All my friends were supportive. Without me asking or even suggesting, most would join me in ordering meatless dishes when we ate together. But some people were insensitive, and even bizarre in their reactions to my eating discipline, such as one colleague, who when I first told her I was vegetarian, exclaimed with a feverish zeal that humans were meant to eat meat because we were born with incisors.

This fact would be passionately brought up again and again, as if she felt her point had fallen on deaf ears. And it had. Then there were a couple of colleagues who enjoyed subjecting me to their conspiring banter about every kind of meaty indulgence they could think of in a volume that confirmed their obvious attempt to rile me. Immaturity knows no boundaries, it seems.

My meat-at-every-meal German father laughed outright at the news, but then voiced a strong protest when I passed on his homemade goose organ soup, with its big globules of fat floating all over the surface. “Hey, it’s good soup. You don’t know what you’re missing.” I was now a rebel in his eyes, a deviant.

Bringing it home: An influential teacher I had once told our class, “If you ever visit a slaughterhouse, you will walk out a vegetarian.” This statement, however, would sadly not apply to my highly practical but crusty father.

A teenager during World War II, he beheaded some of the carcasses placed on our dinner table, pulling the guts out first in our laundry room. The rest of the family hated this, but would always endure and sullenly eat dinner afterward.

After retirement, my father devoted his time to raising beef cattle on his hobby farm. A dear friend would ask my father on each visit, “How can you eat your pets?” It made us all laugh every time she asked because of her simple honesty.

He never quite knew what to say to her, so he would just chuckle uncomfortably before leaving the room when no one was looking. Each year, my father chose one of his ‘pets’ for slaughter and the same butcher company he always accused of ripping him off was summoned to pick it up.

It was a familiar sight in spring, that rusty livestock truck gingerly rolling back over the rutted ground of the field near the barn, while my father and brother engaged in a comical struggle to move the giant creature, which would buck and pull back desperately on the rope tied around its neck.

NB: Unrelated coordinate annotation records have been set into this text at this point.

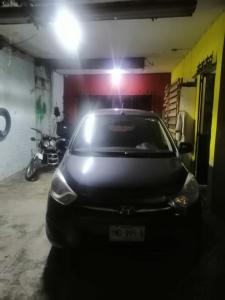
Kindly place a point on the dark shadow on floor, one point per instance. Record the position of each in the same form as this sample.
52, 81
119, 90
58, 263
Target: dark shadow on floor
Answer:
132, 273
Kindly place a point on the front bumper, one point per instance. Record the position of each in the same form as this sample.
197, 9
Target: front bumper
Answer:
74, 225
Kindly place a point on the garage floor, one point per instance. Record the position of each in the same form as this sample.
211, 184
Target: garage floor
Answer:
30, 269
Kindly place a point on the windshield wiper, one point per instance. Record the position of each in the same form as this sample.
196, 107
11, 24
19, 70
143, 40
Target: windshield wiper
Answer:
125, 153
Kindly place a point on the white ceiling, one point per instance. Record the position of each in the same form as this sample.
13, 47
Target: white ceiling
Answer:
124, 38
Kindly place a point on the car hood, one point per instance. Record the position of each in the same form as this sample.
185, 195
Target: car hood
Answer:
123, 176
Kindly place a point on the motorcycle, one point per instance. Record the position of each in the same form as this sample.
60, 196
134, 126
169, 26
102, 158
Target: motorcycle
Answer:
50, 152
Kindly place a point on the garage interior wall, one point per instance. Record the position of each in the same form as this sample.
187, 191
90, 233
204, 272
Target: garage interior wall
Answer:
101, 85
211, 42
43, 96
57, 97
28, 105
17, 95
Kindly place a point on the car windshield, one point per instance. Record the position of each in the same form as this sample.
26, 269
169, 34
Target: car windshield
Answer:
122, 133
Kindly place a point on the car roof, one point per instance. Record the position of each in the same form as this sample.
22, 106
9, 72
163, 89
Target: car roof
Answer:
126, 111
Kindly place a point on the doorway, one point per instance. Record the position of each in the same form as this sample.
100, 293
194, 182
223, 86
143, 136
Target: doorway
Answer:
206, 95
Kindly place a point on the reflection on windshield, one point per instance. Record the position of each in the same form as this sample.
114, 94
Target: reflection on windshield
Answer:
117, 133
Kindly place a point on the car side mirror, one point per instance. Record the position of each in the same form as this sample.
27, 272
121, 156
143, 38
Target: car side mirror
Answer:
185, 148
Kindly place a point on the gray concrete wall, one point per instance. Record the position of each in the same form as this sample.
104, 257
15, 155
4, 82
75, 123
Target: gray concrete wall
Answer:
43, 100
57, 97
17, 95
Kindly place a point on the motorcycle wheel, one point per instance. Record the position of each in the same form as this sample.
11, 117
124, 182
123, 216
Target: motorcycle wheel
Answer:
31, 172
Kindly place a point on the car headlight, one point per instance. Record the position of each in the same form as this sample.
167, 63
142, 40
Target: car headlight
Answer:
189, 193
60, 190
46, 144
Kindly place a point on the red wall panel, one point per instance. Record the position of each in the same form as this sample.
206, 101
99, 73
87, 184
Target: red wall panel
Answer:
131, 84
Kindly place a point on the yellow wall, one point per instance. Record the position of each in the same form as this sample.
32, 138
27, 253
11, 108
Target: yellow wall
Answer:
212, 41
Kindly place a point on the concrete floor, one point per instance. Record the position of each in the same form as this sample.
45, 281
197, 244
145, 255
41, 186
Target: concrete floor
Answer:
23, 244
30, 269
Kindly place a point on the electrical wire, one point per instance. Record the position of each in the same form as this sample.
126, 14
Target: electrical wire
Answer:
25, 40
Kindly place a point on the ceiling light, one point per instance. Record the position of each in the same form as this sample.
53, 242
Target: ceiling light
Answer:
67, 30
116, 76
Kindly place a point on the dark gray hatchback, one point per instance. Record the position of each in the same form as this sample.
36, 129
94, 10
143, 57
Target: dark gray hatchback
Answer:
122, 181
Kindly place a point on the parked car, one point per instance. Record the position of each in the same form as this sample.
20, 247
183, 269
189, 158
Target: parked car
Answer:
122, 181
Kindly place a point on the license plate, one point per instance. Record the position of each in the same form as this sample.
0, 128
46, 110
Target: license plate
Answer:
125, 233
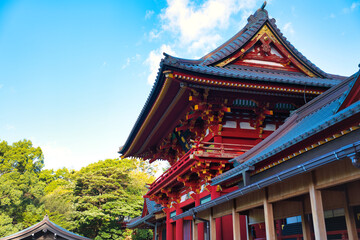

My father would later remark with respect that the unfortunate animal knew its fate -- it knew the truck wouldn’t bring it back alive, so it fought hard for its life. In defiance of this practice, my sister refused to eat beef from the age of 13, and she was relieved I was now by her side to add strength to the protest. A change had taken place in me after living in Jakarta and becoming a vegetarian: my sensitivity level had risen sharply and seeing a cow’s departure was as upsetting to me as witnessing chickens dangling off the backs of motorbikes.

Last year came the amazing news that my father was giving up raising cattle – he had sold the entire herd! Apparently, the American beef market, which he and two other farmers in our area supplied, wasn’t offering enough cash to make raising cattle worthwhile.

I had won, or so it seemed. There were other changes to note; his rough and tumble cowboy demeanor was gone, and he confessed that he liked eating falafel. I no longer had reason to harass him.

He missed his cows, he admitted. I reassured him he had made a good decision, and was even helping the environment as the breeding of these methane-dispensers contributed more to global warming than vehicle emissions. I also pointed out how grateful his arteries would be without that extra cholesterol and fat clogging them from consuming outrageous amounts of dead flesh.

He just nodded, popped some more peanuts into his mouth and said impatiently, “Ya, ya, thanks for that. Now shut up, the news is on.”

During a commercial break, he spilled the truth and delivered a last stab: “You know, (I got rid of them because) I just don’t get a thrill out of killing anymore.”

He looked sideways at me to catch my reaction, but I wouldn’t give him the pleasure. I reasoned I could still claim victory in this one, because half of the winning is in knowing who you are and turning the other cheek when people knock you for what you believe in.